John Ruskay, executive vice president of UJA-Federation, stressed that his organization’s grant to the council came in response to an emergency situation and that philanthropic dollars cannot make up for government reductions.
“However, we will, as we have always done, try to target our funds to specific needs that are of the highest communal import,” he said. “In the last month, UJA-Federation has provided millions of dollars of support for the Argentine Jewish community, additional funds for Israelis to respond to the trauma that faces them daily, and to provide emergency funding so that the poorest Jews in New York will have food for Passover.
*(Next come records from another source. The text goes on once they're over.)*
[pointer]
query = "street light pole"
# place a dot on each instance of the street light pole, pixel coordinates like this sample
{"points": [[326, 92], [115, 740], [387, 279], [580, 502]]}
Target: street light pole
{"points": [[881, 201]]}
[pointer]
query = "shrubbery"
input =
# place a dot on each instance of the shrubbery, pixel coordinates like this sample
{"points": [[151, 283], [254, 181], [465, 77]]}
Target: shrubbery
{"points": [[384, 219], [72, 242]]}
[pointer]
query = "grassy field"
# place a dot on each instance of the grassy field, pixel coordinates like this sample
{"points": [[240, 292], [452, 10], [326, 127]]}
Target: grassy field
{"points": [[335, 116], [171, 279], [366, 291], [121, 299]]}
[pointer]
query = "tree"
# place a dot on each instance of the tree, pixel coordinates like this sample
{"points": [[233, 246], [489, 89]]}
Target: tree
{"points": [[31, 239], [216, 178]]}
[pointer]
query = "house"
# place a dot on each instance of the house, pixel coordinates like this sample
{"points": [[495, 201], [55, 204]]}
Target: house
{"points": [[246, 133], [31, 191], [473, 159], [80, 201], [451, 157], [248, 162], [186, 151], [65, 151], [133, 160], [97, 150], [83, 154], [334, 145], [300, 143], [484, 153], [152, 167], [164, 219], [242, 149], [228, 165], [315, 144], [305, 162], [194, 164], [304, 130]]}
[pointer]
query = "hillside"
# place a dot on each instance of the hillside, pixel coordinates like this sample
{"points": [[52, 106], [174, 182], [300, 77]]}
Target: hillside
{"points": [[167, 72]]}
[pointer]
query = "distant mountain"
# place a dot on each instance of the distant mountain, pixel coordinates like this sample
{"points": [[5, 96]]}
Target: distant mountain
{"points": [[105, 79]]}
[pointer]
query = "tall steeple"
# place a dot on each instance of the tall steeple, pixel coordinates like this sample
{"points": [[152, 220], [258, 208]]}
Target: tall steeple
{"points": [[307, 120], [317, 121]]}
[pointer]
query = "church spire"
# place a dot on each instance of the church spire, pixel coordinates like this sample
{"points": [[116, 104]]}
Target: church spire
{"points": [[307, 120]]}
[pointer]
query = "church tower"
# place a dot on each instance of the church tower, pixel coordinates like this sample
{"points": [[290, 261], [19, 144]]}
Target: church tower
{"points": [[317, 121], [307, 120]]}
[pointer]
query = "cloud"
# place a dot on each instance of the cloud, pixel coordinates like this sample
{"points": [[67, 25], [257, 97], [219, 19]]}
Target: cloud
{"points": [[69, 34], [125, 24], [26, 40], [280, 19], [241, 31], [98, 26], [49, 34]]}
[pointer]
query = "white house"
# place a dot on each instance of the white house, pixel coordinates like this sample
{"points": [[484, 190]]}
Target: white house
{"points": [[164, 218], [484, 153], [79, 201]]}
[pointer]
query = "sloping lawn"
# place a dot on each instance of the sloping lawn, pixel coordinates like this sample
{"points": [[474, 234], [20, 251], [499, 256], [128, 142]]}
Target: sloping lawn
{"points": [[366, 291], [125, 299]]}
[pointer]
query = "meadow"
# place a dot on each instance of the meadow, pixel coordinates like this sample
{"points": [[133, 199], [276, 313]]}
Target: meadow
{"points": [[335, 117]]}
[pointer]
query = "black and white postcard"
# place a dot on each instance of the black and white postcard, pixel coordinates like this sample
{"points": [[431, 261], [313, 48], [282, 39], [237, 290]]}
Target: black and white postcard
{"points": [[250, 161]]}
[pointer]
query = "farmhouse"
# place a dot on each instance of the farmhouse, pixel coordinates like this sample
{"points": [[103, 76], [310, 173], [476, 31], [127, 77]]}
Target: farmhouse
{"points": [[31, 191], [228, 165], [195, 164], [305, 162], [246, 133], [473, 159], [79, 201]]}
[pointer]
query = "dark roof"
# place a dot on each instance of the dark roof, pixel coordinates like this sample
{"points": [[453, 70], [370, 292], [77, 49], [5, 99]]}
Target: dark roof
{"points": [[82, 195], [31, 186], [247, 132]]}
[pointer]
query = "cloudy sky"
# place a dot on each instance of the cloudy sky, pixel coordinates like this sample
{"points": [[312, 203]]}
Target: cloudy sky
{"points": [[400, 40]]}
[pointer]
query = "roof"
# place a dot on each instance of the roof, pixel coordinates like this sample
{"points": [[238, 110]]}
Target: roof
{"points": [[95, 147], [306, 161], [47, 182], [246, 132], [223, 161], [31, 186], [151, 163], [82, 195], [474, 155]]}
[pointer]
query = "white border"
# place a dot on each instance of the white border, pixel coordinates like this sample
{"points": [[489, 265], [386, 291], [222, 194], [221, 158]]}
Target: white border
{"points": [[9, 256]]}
But these are very targeted grants responding to needs that are broadly recognized as being the collective responsibility of our people and our community.”
Ronald Soloway, UJA-Federation’s managing director of government and external relations, said many other agencies in the network have still not heard how much they will be receiving from member items but that they too expect to receive only about 40 percent of what they received last year.
”There have also been no cost-of-living adjustments, especially in the mental health and child welfare areas,” he said. “As a result, there has been downsizing in such agencies as the Jewish Board of Family and Children’s Services and the Jewish Child Care Association.”
More than 60 of UJA-Federation’s social service agencies purchase their insurance with the help of FOJP Service Corp., which places the insurance and helps to handle claims. In December, FOJP was informed that the company that wrote its general liability insurance, St. Paul, would no longer provide such coverage, according to Lisa Kramer, president and CEO of FOJP. She said only one other insurance firm, Philadelphia Insurance Company, offered a reasonable quote — but that the quote means an average 65 percent increase in premiums for each agency.
“Some agencies would have had to pay a 100 percent increase, but we tried to average it” among the agencies, she said, adding that the increase means “tens of thousands of dollars” in additional premium payments for some agencies.
To prevent the premium from climbing even higher, UJA-Federation’s board of directors last week authorized the organization to provide a $1.5 million guarantee to cover any increased premiums should the agencies experience extraordinary losses, according to Louise Greilsheimer, UJA-Federation’s vice president for agency and external relations.
“Only if the losses are greater than expected will they have to pay more and the guarantee assures that the additional premiums will be made,” she explained.